Your privacy, in plain English
We keep this short and honest. If anything is unclear, email us and a person will explain it.
Last updated July 2026 · hello@ismsuk.com
Who we are
ISMS UK ("we", "us") provides software for mosques and madrasahs. This policy explains what personal information we handle, why, and the choices you have. For anything in it, contact us at hello@ismsuk.com.
Two roles: controller and processor
For our own website and for the accounts of the institutions that buy ISMS, we are the data controller.
For the records an institution enters into ISMS about its pupils, guardians and staff, the institution is the controller and we are the processor. We only act on that institution's instructions and do not use their records for our own purposes.
Information we collect
Account information: the name, email and role of the people who sign in on behalf of an institution.
Institution records: on behalf of an institution, the pupil, guardian and staff details, attendance, progress, fees and related notes they choose to store.
Usage information: basic technical data such as pages visited and device type, used to keep the service secure and working.
How we use it
To provide, secure and support the service.
To communicate with account holders about their subscription and important changes.
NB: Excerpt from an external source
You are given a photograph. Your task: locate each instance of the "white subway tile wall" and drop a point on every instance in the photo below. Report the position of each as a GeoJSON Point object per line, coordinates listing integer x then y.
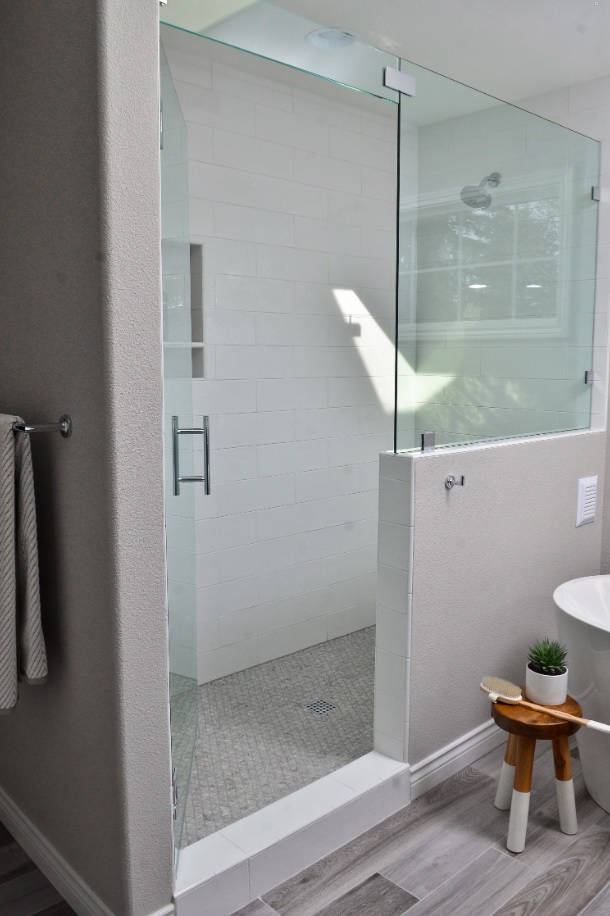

To meet our legal and tax obligations.
We do not sell personal information, and we do not use pupil or family records for advertising.
Lawful bases
We rely on contract (to provide the service you have signed up for), legitimate interests (to keep the service secure and to improve it), consent (for optional analytics cookies), and legal obligation (for example accounting records).
Sharing
We share information only with trusted providers that help us run the service, such as hosting, email delivery and payment processing, under contracts that require them to protect it. We may disclose information where the law requires it.
Cookies
We use essential cookies to make the site work and to keep sign-in secure. With your consent we use a small number of analytics cookies to understand how the site is used. You can accept or decline these when you first visit, and change your mind at any time by clearing the choice in your browser.
Keeping information
We keep account information for as long as an institution uses ISMS, and for a reasonable period afterwards to meet legal and accounting duties. Institution records are kept according to that institution's own instructions, and can be exported or deleted on request.
Security
Each institution's data is kept isolated at the database level, so one institution can never see another's records. Access is controlled, sign-in supports two-factor security, and we keep audit logs of sensitive actions.
International transfers
Where information is processed outside the UK, we make sure appropriate safeguards recognised under UK data protection law are in place.
Your rights
You have the right to access, correct, delete and object to the use of your personal information, and to complain to the Information Commissioner's Office (ICO). If your data was entered by an institution, please contact that institution first, and we will support them in responding.
Changes
We may update this policy from time to time. The date below shows when it was last changed.